Doctors have used small cameras on snaking tubes for years to check patients’ intestinal troubles. These days, they’re asking some patients to swallow the entire camera.
With a single pill loaded with technology similar to a digital camera, doctors can view more than 50,000 still images captured during the trip through the final 20 feet of the small intestine that previously was visible only on X-rays.
The pill, known as the M2A Capsule Endoscopy, is about the size of a multivitamin and is swallowed with a sip of water.
The camera, encased in a white plastic capsule, takes pictures which are transmitted on a radio frequency. The images are captured in a recording device worn on a belt around the patient’s waist. After eight hours, the belt is turned over to the doctor.

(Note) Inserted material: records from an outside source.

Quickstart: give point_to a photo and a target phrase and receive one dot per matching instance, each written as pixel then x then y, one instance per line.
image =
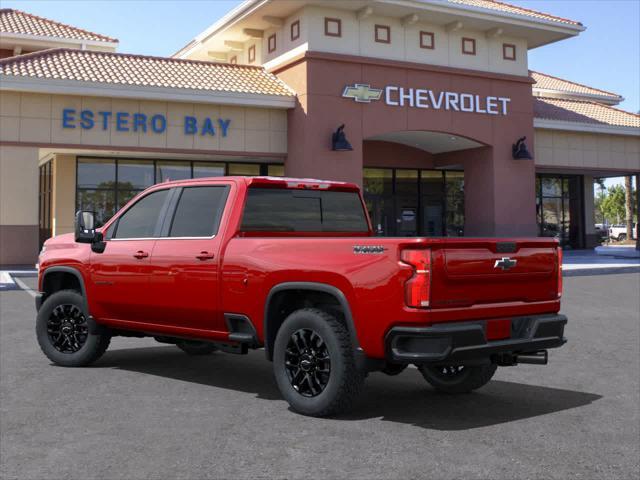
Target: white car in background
pixel 619 232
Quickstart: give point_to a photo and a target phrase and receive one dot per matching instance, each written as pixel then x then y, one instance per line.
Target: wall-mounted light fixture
pixel 519 150
pixel 339 142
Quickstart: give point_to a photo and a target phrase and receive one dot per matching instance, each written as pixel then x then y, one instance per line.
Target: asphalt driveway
pixel 149 411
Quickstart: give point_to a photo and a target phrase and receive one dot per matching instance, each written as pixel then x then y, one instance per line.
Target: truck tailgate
pixel 470 272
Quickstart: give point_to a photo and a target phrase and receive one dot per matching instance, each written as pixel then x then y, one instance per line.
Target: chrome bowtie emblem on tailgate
pixel 505 263
pixel 375 249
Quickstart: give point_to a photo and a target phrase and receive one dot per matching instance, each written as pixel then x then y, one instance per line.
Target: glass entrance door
pixel 559 208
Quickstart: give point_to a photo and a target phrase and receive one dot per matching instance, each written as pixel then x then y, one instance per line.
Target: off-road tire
pixel 94 344
pixel 345 380
pixel 195 348
pixel 469 379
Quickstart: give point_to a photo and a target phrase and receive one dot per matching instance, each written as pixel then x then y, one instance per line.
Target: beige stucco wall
pixel 555 148
pixel 37 118
pixel 18 205
pixel 63 196
pixel 18 185
pixel 358 38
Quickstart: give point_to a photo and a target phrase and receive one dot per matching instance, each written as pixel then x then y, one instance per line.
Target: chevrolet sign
pixel 424 98
pixel 362 93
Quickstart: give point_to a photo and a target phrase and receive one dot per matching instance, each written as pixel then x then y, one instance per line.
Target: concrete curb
pixel 580 272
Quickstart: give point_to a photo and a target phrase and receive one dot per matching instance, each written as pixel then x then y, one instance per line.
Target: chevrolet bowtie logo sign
pixel 362 93
pixel 505 263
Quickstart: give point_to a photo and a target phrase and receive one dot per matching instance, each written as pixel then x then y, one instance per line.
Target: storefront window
pixel 407 202
pixel 168 171
pixel 44 202
pixel 96 187
pixel 276 170
pixel 454 185
pixel 244 169
pixel 205 169
pixel 558 205
pixel 378 195
pixel 106 185
pixel 96 173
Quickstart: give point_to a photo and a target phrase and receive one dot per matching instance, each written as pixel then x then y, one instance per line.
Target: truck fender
pixel 318 287
pixel 93 326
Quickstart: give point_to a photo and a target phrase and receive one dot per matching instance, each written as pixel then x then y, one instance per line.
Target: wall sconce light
pixel 519 150
pixel 339 142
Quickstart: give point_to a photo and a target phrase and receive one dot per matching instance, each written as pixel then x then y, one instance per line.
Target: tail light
pixel 559 272
pixel 418 287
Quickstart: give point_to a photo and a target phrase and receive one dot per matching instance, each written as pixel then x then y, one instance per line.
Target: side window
pixel 141 219
pixel 198 212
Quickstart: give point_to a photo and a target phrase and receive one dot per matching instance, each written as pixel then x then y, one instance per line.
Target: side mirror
pixel 85 227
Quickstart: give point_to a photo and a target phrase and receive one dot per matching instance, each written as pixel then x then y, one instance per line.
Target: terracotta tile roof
pixel 548 82
pixel 143 71
pixel 583 112
pixel 16 21
pixel 515 10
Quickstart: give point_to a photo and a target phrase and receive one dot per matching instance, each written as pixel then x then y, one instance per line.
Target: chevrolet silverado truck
pixel 292 266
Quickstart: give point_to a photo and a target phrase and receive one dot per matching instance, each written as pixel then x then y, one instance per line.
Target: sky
pixel 605 56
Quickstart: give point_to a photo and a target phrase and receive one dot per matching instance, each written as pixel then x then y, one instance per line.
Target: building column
pixel 19 229
pixel 63 201
pixel 499 192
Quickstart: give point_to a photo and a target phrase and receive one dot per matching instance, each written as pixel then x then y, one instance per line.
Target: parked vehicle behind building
pixel 619 232
pixel 291 266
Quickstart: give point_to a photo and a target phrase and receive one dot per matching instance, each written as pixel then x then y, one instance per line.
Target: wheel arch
pixel 58 278
pixel 300 291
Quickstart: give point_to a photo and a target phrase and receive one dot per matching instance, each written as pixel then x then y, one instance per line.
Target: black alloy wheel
pixel 307 362
pixel 67 328
pixel 66 333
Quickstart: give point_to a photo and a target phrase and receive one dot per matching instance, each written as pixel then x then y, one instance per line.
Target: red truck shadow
pixel 405 398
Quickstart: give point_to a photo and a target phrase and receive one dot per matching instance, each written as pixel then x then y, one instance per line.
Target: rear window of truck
pixel 280 210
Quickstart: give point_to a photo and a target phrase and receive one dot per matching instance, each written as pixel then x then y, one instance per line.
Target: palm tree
pixel 628 204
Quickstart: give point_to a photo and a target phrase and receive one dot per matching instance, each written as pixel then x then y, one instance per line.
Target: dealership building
pixel 434 96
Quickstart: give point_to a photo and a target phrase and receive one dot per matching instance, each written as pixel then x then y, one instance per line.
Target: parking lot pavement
pixel 149 411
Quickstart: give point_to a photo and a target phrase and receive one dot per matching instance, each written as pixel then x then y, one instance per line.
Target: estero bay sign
pixel 424 98
pixel 140 122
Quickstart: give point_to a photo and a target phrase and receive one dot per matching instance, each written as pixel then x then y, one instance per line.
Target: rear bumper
pixel 466 341
pixel 38 300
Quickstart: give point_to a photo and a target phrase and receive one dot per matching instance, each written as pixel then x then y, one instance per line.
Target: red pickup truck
pixel 292 266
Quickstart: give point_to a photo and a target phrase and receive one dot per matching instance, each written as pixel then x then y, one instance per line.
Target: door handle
pixel 205 256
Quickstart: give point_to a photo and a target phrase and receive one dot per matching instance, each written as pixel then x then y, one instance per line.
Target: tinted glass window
pixel 140 220
pixel 198 212
pixel 279 210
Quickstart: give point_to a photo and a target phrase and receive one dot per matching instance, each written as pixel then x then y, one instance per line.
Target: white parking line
pixel 5 278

The device is a “marvel of microelectronics,” said Dr. David Ramkumar, a gastroenterologist at the University of Iowa Hospitals and Clinics, where patients since the beginning of the year have been swallowing the capsules to diagnose intestinal problems.
Patients fast for 10 hours before taking the pill, and are able to go about their days as long as they avoid strenuous activity.
The pill isn’t 100 percent successful because, due to its small size, the camera can capture an image of only about 70 percent of the digestive tract at any one point, he said.
Still, “If you compare that with what we had before, we were looking at rates optimistically in the 30 to 40 percent range,” Ramkumar said. “We’re practically doubling our success.”
Once the images are recorded and the camera belt is removed, the patient simply passes the pill.